Beavers build as many as 16 small dams per km of stream, creating wetlands; a single beaver dam can trap 6500 m3 of sediment, organics, and nutrients. Four hundred years ago there were between 60 and 400 million beaver in North America. By 1900, fur trappers had nearly eliminated the species from conterminous U.S.; today about 6 to 12 million beaver inhabit North America.

Approximately 894,000 km2 of marshes, swamps, and bogs once covered 11% of conterminous U.S. About 53% of original inland and coastal wetlands have been lost to agriculture and development; they have been drained, filled, eroded, mined for peat, and inundated by reservoirs.

Humans have built large dams on almost every river; in the U.S. there are about 100,000 dams. The big dam era began in the 1930s; Grand Coulee Dam shut off one third of the Columbia River drainage basin to salmon. Dams change rivers to reservoirs, with accompanying changes in erosion and sedimentation, chemistry and temperature, fauna and flora.

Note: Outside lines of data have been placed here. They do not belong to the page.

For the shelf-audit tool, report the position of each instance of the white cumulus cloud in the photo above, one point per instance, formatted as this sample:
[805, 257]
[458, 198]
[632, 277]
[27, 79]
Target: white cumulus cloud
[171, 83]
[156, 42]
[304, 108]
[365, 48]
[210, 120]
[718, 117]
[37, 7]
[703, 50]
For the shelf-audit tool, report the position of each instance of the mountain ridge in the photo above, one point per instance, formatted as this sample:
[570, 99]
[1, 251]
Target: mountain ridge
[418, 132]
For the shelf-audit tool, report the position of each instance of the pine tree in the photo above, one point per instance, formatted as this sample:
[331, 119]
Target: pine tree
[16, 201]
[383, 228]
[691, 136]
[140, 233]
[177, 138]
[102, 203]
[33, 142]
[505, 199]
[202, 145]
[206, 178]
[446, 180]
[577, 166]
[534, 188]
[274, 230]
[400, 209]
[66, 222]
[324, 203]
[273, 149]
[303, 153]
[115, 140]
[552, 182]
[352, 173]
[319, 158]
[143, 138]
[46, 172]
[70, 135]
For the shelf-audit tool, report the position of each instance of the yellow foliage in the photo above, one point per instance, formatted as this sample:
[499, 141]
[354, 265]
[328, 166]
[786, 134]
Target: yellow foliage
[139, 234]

Other examples of hydrologic alteration include an increase in impervious surfaces, dynamiting splash dams, channelization of streams, road construction, and dredging of the Intracoastal Waterway from Massachusetts to Texas. Human hydrologic changes have achieved goals but created problems. Fixes have included wetlands restoration, unchannelizing the Kissimmee River, and removal of the Edwards Dam on the Kennebec River.